Class SplitCharactersTokenizer

java.lang.Object
org.tribuo.util.tokens.impl.SplitCharactersTokenizer
All Implemented Interfaces:
com.oracle.labs.mlrg.olcut.config.Configurable, com.oracle.labs.mlrg.olcut.provenance.Provenancable<com.oracle.labs.mlrg.olcut.provenance.ConfiguredObjectProvenance>, Cloneable, Tokenizer

public class SplitCharactersTokenizer extends Object implements Tokenizer
This implementation of Tokenizer is instantiated with an array of characters that are considered split characters. That is, the split characters define where to split the input text. It's a very simplistic tokenizer that has one simple exceptional case that it handles: how to deal with split characters that appear in between digits (e.g., 3/5 and 3.1415). It's not really very general purpose, but may suffice for some use cases.

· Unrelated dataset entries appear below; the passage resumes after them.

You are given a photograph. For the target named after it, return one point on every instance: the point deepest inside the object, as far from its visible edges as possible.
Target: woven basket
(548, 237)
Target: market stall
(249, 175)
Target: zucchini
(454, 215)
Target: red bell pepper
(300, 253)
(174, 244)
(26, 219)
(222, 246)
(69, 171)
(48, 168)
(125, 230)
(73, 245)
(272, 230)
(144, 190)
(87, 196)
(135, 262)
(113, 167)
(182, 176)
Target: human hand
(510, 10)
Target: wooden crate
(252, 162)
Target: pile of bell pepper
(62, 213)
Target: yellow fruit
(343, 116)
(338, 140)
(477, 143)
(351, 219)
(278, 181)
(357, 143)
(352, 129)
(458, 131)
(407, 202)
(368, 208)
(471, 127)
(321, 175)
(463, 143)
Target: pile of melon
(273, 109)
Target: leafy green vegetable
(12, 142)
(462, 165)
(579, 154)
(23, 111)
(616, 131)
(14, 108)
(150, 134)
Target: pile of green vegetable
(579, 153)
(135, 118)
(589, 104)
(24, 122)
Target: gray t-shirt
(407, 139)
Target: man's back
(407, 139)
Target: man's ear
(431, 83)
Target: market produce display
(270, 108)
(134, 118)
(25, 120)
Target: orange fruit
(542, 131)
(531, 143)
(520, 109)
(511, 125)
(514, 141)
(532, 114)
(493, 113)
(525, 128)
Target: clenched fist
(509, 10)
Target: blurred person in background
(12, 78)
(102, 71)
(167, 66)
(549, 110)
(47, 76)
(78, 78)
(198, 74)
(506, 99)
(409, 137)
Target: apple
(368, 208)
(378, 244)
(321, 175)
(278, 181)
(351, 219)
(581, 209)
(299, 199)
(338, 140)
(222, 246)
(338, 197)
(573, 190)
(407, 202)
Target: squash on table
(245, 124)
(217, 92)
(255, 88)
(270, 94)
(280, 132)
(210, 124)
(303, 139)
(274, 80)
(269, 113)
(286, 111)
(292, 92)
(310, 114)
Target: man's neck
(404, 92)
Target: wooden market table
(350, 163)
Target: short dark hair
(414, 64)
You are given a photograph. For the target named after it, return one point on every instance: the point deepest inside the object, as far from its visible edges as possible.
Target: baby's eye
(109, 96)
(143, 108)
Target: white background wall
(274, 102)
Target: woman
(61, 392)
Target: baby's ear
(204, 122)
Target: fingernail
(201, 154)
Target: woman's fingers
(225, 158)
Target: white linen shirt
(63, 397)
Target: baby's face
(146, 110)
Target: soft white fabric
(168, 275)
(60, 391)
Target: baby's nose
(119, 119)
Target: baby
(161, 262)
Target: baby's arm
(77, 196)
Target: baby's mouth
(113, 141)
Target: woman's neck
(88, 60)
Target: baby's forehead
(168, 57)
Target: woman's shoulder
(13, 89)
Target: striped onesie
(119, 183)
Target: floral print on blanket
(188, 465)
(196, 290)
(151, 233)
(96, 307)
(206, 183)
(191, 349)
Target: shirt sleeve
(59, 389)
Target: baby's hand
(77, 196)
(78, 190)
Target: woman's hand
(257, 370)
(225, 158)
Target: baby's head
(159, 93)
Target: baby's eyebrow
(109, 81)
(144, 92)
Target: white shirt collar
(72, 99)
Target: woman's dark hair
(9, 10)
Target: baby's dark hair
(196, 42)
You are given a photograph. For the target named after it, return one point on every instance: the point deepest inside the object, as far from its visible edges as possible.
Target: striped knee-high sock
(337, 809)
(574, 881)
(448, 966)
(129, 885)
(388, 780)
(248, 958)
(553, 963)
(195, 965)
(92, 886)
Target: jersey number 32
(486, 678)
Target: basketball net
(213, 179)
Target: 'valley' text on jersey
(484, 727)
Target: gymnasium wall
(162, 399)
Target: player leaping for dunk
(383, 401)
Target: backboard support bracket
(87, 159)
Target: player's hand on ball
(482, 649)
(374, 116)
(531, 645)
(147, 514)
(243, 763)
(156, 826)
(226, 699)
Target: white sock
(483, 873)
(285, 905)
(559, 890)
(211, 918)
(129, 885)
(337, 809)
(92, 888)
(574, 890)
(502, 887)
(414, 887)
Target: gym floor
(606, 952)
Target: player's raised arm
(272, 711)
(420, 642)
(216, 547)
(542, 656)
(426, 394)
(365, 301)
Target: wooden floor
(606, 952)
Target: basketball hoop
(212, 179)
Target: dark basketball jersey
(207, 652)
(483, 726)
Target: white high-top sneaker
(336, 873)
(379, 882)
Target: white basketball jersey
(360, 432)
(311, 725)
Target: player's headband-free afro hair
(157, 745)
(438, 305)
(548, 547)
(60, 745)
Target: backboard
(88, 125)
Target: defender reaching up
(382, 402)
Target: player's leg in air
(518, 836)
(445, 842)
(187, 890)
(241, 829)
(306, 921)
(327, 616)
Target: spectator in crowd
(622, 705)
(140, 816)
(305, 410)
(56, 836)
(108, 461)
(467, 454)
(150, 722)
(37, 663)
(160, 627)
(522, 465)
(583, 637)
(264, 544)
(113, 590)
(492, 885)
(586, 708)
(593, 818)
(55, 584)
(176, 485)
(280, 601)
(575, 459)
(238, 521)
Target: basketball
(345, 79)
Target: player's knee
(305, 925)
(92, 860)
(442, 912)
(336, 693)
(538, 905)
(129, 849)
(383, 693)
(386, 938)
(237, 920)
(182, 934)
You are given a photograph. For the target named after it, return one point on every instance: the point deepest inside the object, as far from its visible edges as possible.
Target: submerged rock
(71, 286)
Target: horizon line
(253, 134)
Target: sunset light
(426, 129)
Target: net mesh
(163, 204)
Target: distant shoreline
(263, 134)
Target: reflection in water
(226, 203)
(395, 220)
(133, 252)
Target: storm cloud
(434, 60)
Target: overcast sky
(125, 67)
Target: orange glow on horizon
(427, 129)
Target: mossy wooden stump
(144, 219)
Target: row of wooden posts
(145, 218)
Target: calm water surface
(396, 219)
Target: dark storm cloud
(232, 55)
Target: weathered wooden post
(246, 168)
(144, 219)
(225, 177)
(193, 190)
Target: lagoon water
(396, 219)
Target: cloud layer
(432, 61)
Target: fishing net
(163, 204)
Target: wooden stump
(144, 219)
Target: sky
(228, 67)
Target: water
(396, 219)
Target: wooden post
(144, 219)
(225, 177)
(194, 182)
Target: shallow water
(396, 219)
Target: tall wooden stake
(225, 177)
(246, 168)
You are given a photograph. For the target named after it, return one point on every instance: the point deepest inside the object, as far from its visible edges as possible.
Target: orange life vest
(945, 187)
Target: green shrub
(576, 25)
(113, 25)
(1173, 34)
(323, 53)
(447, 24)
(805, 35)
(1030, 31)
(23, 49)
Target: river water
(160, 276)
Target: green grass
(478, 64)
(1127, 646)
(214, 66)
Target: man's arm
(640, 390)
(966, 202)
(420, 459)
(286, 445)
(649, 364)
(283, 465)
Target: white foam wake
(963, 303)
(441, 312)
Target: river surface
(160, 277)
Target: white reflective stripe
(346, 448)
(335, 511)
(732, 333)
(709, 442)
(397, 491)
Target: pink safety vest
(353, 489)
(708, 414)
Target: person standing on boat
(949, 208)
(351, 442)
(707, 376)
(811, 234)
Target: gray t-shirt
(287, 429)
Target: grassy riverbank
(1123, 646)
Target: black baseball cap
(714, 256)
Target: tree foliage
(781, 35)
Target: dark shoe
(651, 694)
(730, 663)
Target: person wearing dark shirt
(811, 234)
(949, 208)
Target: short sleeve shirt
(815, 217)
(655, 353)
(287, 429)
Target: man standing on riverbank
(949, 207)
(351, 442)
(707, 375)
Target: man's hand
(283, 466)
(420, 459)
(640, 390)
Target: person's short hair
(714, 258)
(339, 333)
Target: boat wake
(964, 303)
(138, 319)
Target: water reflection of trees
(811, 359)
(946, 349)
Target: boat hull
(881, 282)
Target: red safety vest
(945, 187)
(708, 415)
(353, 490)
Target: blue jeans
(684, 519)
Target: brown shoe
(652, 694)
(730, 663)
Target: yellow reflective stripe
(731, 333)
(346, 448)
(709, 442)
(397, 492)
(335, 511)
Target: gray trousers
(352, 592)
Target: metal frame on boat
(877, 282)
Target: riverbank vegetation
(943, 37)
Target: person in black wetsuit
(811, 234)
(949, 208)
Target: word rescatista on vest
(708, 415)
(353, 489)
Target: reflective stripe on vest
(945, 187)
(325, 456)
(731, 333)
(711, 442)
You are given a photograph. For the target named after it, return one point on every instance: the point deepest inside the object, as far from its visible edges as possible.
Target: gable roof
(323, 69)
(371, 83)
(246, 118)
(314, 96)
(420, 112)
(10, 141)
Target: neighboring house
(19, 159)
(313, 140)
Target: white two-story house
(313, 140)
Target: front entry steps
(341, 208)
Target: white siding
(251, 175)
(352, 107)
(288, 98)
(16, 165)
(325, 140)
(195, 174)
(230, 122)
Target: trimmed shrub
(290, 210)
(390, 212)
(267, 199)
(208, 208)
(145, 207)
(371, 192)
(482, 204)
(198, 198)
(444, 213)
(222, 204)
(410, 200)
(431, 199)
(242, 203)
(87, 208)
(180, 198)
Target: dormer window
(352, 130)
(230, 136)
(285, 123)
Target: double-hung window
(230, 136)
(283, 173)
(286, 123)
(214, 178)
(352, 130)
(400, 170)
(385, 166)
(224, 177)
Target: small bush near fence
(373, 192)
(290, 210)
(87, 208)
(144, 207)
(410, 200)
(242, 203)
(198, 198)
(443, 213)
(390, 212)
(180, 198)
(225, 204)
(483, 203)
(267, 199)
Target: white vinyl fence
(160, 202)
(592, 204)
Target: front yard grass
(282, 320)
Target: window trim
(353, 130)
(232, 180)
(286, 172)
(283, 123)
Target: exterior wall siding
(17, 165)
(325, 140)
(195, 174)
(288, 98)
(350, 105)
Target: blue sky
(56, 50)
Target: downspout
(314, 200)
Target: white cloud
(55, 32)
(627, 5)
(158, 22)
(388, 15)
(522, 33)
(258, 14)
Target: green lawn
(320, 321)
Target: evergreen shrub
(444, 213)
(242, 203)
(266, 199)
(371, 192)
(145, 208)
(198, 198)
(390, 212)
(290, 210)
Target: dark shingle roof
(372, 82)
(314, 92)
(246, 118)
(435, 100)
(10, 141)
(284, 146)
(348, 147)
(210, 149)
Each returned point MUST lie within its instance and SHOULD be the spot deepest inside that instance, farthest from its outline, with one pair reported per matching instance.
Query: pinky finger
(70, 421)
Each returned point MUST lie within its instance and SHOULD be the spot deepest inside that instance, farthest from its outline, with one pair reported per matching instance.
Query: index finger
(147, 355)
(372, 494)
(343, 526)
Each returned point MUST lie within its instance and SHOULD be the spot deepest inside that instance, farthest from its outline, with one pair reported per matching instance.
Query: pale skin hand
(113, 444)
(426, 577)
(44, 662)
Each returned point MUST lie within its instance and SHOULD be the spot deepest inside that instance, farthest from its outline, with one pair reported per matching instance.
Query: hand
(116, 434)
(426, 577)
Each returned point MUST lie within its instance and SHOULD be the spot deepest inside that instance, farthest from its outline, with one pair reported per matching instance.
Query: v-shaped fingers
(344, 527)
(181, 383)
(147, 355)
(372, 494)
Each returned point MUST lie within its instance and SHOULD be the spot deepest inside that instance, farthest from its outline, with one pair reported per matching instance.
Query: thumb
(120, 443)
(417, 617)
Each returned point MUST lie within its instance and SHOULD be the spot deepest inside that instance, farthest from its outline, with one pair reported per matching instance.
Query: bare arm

In addition to the split characters specified it also splits on anything that is considered whitespace by Character.isWhitespace(char).

Author:
Philip Ogren
  • Field Details

  • Constructor Details

    • SplitCharactersTokenizer

    • SplitCharactersTokenizer

      public SplitCharactersTokenizer(char[] splitCharacters, char[] splitXDigitsCharacters)
      Parameters:
      splitCharacters - characters to be replaced with a space in the input text (e.g., "abc|def" becomes "abc def")
      splitXDigitsCharacters - characters to be replaced with a space in the input text except in the circumstance where the character immediately adjacent to the left and right are digits (e.g., "abc.def" becomes "abc def" but "3.1415" remains "3.1415").
  • Method Details

    • createWhitespaceTokenizer

      Creates a tokenizer that splits on whitespace.
      Returns:
      A whitespace tokenizer.
    • getProvenance

      public com.oracle.labs.mlrg.olcut.provenance.ConfiguredObjectProvenance getProvenance()
      Specified by:
      getProvenance in interface com.oracle.labs.mlrg.olcut.provenance.Provenancable<com.oracle.labs.mlrg.olcut.provenance.ConfiguredObjectProvenance>
    • reset

      public void reset(CharSequence cs)
      Description copied from interface: Tokenizer
      Resets the tokenizer so that it operates on a new sequence of characters.
      Specified by:
      reset in interface Tokenizer
      Parameters:
      cs - a character sequence to tokenize
    • advance

      public boolean advance()
      Description copied from interface: Tokenizer
      Advances the tokenizer to the next token.
      Specified by:
      advance in interface Tokenizer
      Returns:
      true if there is such a token, false otherwise.
    • getText

      public String getText()
      Description copied from interface: Tokenizer
      Gets the text of the current token, as a string
      Specified by:
      getText in interface Tokenizer
      Returns:
      the text of the current token
    • getStart

      public int getStart()
      Description copied from interface: Tokenizer
      Gets the starting character offset of the current token in the character sequence
      Specified by:
      getStart in interface Tokenizer
      Returns:
      the starting character offset of the token
    • getEnd

      public int getEnd()
      Description copied from interface: Tokenizer
      Gets the ending offset (exclusive) of the current token in the character sequence
      Specified by:
      getEnd in interface Tokenizer
      Returns:
      the exclusive ending character offset for the current token.
    • getType

      Description copied from interface: Tokenizer
      Gets the type of the current token.
      Specified by:
      getType in interface Tokenizer
      Returns:
      the type of the current token.
    • clone

      Description copied from interface: Tokenizer
      Clones a tokenizer with it's configuration. Cloned tokenizers are not processing the same text as the original tokenizer and need to be reset with a fresh CharSequence.
      Specified by:
      clone in interface Tokenizer
      Overrides:
      clone in class Object
      Returns:
      A tokenizer with the same configuration, but independent state.
    • isSplitCharacter

      public boolean isSplitCharacter(char c)
      Is this character a split character for this tokenizer instance.
      Parameters:
      c - The character to check.
      Returns:
      True if it's a split character.
    • isSplitXDigitCharacter

      public boolean isSplitXDigitCharacter(char c)
      Is this character a split character except inside a digit for this tokenizer instance.
      Parameters:
      c - The character to check.
      Returns:
      True if it's a split character.
    • getSplitCharacters

      public char[] getSplitCharacters()
      Returns a copy of the split characters.
      Returns:
      A copy of the split characters.
    • getSplitXDigitsCharacters

      public char[] getSplitXDigitsCharacters()
      Returns a copy of the split characters except inside digits.
      Returns:
      A copy of the split characters.